For The Trace, Chip Brownlee reports on Mecklenburg County’s Office of Violence Prevention, which has become the “centerpiece of a growing public health effort to combat gun violence in and around North Carolina’s largest city.” The department runs Alternatives to Violence, a community violence intervention program that functions as “a partnership between the city, county, and several nonprofit service providers.” Alternatives to Violence sends trained community members to respond to gun violence incidents “to interrupt cycles of retaliatory violence.” The program is already showing promising results, as Brownlee reports: “an early evaluation of Alternatives to Violence by the University of North Carolina Charlotte’s Urban Institute found evidence that gun crimes—specifically homicides and gun assaults—were significantly lower in the program’s catchment area.” 

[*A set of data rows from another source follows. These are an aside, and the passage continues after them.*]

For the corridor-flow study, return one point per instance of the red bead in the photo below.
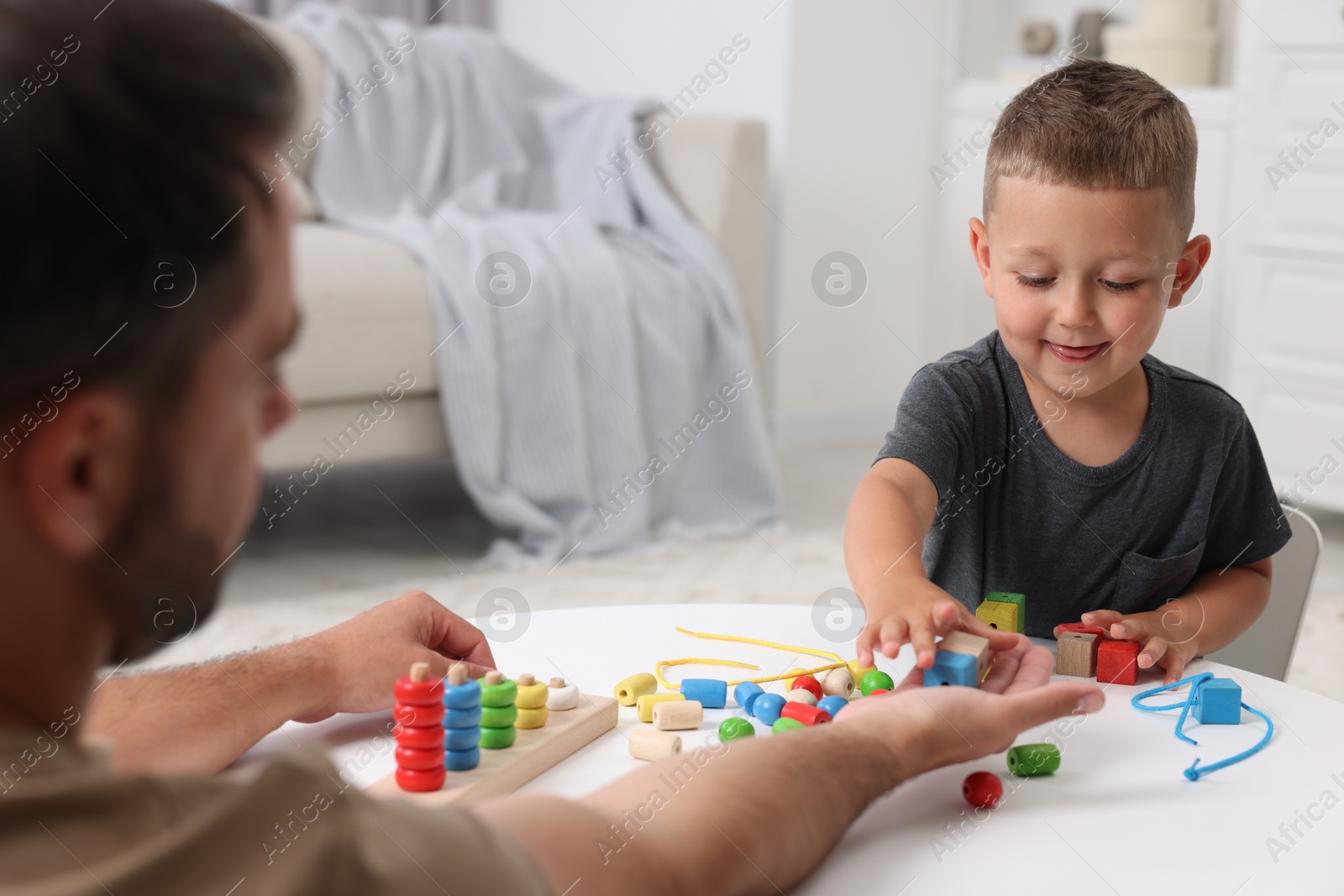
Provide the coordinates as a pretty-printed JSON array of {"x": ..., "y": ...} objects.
[
  {"x": 421, "y": 781},
  {"x": 420, "y": 759},
  {"x": 806, "y": 683},
  {"x": 427, "y": 738},
  {"x": 421, "y": 716},
  {"x": 983, "y": 789},
  {"x": 804, "y": 714},
  {"x": 1117, "y": 663},
  {"x": 418, "y": 694}
]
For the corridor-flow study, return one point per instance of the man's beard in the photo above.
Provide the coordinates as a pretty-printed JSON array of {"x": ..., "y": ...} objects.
[{"x": 165, "y": 584}]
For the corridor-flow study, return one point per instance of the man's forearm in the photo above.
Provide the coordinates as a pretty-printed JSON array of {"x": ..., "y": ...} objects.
[{"x": 203, "y": 718}]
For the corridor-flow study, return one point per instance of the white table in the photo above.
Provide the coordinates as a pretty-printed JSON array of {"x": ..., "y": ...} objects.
[{"x": 1119, "y": 817}]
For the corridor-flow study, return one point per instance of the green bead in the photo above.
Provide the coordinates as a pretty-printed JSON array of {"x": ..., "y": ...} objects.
[
  {"x": 1034, "y": 759},
  {"x": 874, "y": 680},
  {"x": 497, "y": 738},
  {"x": 499, "y": 716},
  {"x": 732, "y": 728},
  {"x": 501, "y": 694}
]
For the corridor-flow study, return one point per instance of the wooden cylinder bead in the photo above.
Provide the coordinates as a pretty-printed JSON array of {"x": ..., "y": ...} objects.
[
  {"x": 499, "y": 716},
  {"x": 647, "y": 701},
  {"x": 810, "y": 684},
  {"x": 804, "y": 714},
  {"x": 652, "y": 745},
  {"x": 837, "y": 683},
  {"x": 421, "y": 781},
  {"x": 711, "y": 694},
  {"x": 497, "y": 738},
  {"x": 501, "y": 694},
  {"x": 628, "y": 691},
  {"x": 531, "y": 694},
  {"x": 418, "y": 716},
  {"x": 562, "y": 696},
  {"x": 531, "y": 716},
  {"x": 678, "y": 715}
]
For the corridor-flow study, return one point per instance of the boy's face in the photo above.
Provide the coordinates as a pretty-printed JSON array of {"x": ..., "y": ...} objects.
[{"x": 1081, "y": 278}]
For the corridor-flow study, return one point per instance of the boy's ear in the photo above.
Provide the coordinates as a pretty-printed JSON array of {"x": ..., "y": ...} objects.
[
  {"x": 1184, "y": 269},
  {"x": 980, "y": 249}
]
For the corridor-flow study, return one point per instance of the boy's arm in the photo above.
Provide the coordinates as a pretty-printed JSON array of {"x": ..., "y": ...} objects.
[
  {"x": 884, "y": 544},
  {"x": 1215, "y": 610}
]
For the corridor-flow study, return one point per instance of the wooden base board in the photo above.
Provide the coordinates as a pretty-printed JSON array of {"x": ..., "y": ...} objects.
[{"x": 503, "y": 772}]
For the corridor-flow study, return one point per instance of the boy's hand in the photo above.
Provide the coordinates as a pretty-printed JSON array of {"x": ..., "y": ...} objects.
[
  {"x": 921, "y": 611},
  {"x": 1167, "y": 637}
]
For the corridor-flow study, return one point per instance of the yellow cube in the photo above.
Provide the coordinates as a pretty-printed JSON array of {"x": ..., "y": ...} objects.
[{"x": 999, "y": 614}]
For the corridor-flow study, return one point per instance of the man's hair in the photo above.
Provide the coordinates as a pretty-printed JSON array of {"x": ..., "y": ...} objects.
[
  {"x": 1097, "y": 123},
  {"x": 129, "y": 137}
]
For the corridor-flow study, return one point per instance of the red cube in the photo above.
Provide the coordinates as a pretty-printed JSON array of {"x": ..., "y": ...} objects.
[{"x": 1117, "y": 661}]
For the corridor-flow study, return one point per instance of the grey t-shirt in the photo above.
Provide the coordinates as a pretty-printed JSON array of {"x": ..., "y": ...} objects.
[{"x": 1015, "y": 513}]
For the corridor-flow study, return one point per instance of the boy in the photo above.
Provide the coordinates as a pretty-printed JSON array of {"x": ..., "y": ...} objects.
[{"x": 1054, "y": 457}]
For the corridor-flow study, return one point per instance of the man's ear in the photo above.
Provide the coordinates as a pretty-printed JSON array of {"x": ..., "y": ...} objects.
[
  {"x": 74, "y": 473},
  {"x": 980, "y": 249}
]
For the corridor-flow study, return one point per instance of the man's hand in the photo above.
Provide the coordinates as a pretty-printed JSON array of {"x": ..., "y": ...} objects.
[{"x": 363, "y": 658}]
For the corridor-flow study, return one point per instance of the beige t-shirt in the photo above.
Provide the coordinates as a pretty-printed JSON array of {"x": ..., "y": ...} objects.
[{"x": 69, "y": 825}]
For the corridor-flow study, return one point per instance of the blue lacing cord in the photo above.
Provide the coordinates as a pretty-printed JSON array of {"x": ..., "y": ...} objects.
[{"x": 1195, "y": 684}]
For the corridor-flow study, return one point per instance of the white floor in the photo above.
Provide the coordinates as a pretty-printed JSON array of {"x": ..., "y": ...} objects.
[{"x": 367, "y": 535}]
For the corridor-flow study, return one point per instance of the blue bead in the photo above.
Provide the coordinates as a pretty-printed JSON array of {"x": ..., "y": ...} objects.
[
  {"x": 1220, "y": 703},
  {"x": 745, "y": 694},
  {"x": 461, "y": 738},
  {"x": 461, "y": 759},
  {"x": 832, "y": 705},
  {"x": 712, "y": 694},
  {"x": 463, "y": 718},
  {"x": 463, "y": 696},
  {"x": 952, "y": 669},
  {"x": 768, "y": 705}
]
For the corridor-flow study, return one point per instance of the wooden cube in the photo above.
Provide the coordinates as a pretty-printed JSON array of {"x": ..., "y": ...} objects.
[
  {"x": 1018, "y": 600},
  {"x": 1075, "y": 654},
  {"x": 1117, "y": 661},
  {"x": 999, "y": 614},
  {"x": 960, "y": 641}
]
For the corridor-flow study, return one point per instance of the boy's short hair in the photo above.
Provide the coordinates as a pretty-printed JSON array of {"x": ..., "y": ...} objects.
[{"x": 1097, "y": 123}]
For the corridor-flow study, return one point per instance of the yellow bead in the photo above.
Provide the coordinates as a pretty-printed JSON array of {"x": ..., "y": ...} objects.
[
  {"x": 649, "y": 700},
  {"x": 531, "y": 718},
  {"x": 631, "y": 689}
]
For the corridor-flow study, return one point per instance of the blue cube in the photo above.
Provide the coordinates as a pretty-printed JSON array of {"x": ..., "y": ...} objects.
[
  {"x": 1220, "y": 703},
  {"x": 952, "y": 669}
]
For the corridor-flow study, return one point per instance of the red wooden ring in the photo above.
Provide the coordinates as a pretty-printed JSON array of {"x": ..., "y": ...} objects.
[
  {"x": 420, "y": 759},
  {"x": 420, "y": 694},
  {"x": 421, "y": 781},
  {"x": 427, "y": 738},
  {"x": 416, "y": 716}
]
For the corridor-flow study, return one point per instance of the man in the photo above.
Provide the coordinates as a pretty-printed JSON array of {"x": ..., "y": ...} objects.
[{"x": 138, "y": 136}]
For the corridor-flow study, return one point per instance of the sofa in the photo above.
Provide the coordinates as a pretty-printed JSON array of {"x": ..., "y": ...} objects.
[{"x": 366, "y": 301}]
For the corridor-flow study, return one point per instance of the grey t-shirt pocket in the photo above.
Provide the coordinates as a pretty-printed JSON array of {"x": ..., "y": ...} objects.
[{"x": 1144, "y": 584}]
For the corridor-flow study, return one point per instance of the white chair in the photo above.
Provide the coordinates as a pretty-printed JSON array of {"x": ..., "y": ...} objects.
[{"x": 1267, "y": 647}]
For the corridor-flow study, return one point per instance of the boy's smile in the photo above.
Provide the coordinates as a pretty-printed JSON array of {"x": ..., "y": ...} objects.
[{"x": 1081, "y": 281}]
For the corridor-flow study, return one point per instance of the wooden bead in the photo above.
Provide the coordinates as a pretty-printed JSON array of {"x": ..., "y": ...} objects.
[
  {"x": 711, "y": 694},
  {"x": 421, "y": 781},
  {"x": 628, "y": 691},
  {"x": 837, "y": 683},
  {"x": 562, "y": 696},
  {"x": 678, "y": 715},
  {"x": 874, "y": 680},
  {"x": 531, "y": 718},
  {"x": 644, "y": 707},
  {"x": 649, "y": 743}
]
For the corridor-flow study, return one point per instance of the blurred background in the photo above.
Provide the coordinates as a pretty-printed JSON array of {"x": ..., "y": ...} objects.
[{"x": 851, "y": 134}]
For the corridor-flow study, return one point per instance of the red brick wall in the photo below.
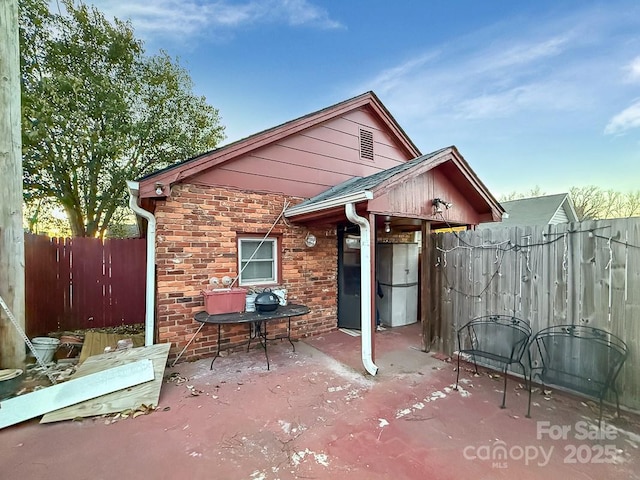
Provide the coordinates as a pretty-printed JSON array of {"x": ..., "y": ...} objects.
[{"x": 196, "y": 240}]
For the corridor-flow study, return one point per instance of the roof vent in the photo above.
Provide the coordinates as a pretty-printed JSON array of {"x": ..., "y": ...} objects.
[{"x": 366, "y": 144}]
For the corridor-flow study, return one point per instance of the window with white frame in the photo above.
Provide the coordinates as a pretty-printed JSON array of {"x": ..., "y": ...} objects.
[{"x": 258, "y": 261}]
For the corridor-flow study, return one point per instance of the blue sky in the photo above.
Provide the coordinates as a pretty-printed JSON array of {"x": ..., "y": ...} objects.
[{"x": 540, "y": 93}]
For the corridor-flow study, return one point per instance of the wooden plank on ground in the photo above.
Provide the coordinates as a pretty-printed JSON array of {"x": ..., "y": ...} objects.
[
  {"x": 24, "y": 407},
  {"x": 145, "y": 394}
]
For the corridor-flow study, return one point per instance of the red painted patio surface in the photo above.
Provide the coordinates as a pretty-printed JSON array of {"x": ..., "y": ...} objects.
[{"x": 315, "y": 415}]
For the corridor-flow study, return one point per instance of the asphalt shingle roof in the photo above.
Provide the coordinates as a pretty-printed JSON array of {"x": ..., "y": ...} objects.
[
  {"x": 358, "y": 184},
  {"x": 532, "y": 211}
]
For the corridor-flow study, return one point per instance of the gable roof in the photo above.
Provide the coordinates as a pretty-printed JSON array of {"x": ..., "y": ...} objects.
[
  {"x": 538, "y": 210},
  {"x": 360, "y": 189},
  {"x": 190, "y": 167},
  {"x": 360, "y": 184}
]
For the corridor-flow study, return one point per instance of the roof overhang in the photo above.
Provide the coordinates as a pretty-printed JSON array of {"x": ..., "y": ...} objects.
[{"x": 329, "y": 204}]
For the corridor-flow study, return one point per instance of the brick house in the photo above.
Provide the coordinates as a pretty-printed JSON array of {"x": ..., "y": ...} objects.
[{"x": 304, "y": 179}]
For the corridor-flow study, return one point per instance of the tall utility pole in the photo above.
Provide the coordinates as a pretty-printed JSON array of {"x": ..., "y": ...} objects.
[{"x": 12, "y": 289}]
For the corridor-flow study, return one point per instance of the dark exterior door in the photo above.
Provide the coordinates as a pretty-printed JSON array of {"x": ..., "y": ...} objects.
[{"x": 348, "y": 277}]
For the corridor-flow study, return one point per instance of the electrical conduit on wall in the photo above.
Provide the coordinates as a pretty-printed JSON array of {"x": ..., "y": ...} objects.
[
  {"x": 365, "y": 286},
  {"x": 149, "y": 320}
]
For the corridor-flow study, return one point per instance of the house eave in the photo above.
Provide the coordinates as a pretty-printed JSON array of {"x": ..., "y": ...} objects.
[{"x": 328, "y": 204}]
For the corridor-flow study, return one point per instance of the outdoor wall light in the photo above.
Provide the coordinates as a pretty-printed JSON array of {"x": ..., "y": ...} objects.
[
  {"x": 310, "y": 240},
  {"x": 438, "y": 204}
]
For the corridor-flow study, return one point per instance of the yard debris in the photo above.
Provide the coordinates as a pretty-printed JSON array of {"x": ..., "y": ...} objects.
[
  {"x": 112, "y": 418},
  {"x": 176, "y": 378}
]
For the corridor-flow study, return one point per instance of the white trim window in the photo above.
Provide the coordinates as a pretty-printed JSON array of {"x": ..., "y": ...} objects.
[{"x": 258, "y": 261}]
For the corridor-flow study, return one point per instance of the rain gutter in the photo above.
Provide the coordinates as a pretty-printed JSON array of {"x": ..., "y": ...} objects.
[
  {"x": 329, "y": 203},
  {"x": 149, "y": 320},
  {"x": 365, "y": 288}
]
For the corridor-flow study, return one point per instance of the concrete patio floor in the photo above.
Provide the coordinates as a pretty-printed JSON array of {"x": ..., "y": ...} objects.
[{"x": 315, "y": 415}]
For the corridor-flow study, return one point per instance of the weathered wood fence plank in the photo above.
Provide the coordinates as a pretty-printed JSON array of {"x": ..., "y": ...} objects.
[{"x": 583, "y": 273}]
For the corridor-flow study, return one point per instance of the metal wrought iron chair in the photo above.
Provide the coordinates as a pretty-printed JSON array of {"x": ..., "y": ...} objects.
[
  {"x": 579, "y": 358},
  {"x": 500, "y": 338}
]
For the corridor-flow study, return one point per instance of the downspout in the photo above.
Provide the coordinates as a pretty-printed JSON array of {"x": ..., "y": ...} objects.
[
  {"x": 365, "y": 286},
  {"x": 149, "y": 320}
]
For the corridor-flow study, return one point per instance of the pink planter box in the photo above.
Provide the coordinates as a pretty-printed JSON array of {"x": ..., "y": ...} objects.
[{"x": 224, "y": 300}]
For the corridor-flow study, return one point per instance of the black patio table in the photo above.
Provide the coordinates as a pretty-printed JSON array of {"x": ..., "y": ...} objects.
[{"x": 257, "y": 322}]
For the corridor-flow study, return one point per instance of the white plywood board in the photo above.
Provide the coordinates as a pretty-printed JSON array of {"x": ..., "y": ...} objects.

5. Mother Who Lost Her Daughter To Gun Violence In Oakland, California Says CVI Program Kept Her Out Of “Retaliation Mode” And From Being “Buried In Anger”.

Florence Middleton reports for Oaklandside on the city’s Department of Violence Prevention, which responds to “incidents like shootings and domestic violence after they happen, and it also works towards ‘interrupting’ violence or addressing the root causes to stop it before it occurs, [as well as providing] support [for] victims [and] others impacted by violence…” Joseph Truehill, a violence interrupter who works for a non-profit group that partners with the Department of Violence Prevention, told the newspaper that the group provides “therapy for the victim and his family, financial support, and relocation services if they no longer felt safe in their home.” Oaklandside reported on a shooting that Truehill responded involving a 15-year-old lost to gun violence:

“Truehill met her family at the hospital where [the teen] was pronounced deceased on arrival, and he stayed with them until 5 a.m.. That morning, he connected [the teen’s mother] to another violence interrupter who could support her long-term and to … mental health resources… he [also] ordered [the teen’s] family a big meal from DoorDash… Throughout those first two weeks, [the Department of Violence Prevention team] checked on [the mother] every day… [and] helped [her] with funeral-related costs, took her to get a manicure and pedicure before the funeral… supported her with giveaways like backpack drives for her two sons, inviting her to Christmas events and connecting her to a support group for mothers who have lost a child.”

The teen’s mother told the newspaper that these efforts changed the trajectory of her life: “If I didn’t [the support from these organizations]…I might be in retaliation mode because I didn’t get help that I needed back then…I would have been so buried in anger… Without them, I don’t think I would have made it through the whole ordeal. I’m almost certain I would not have made it through mentally.”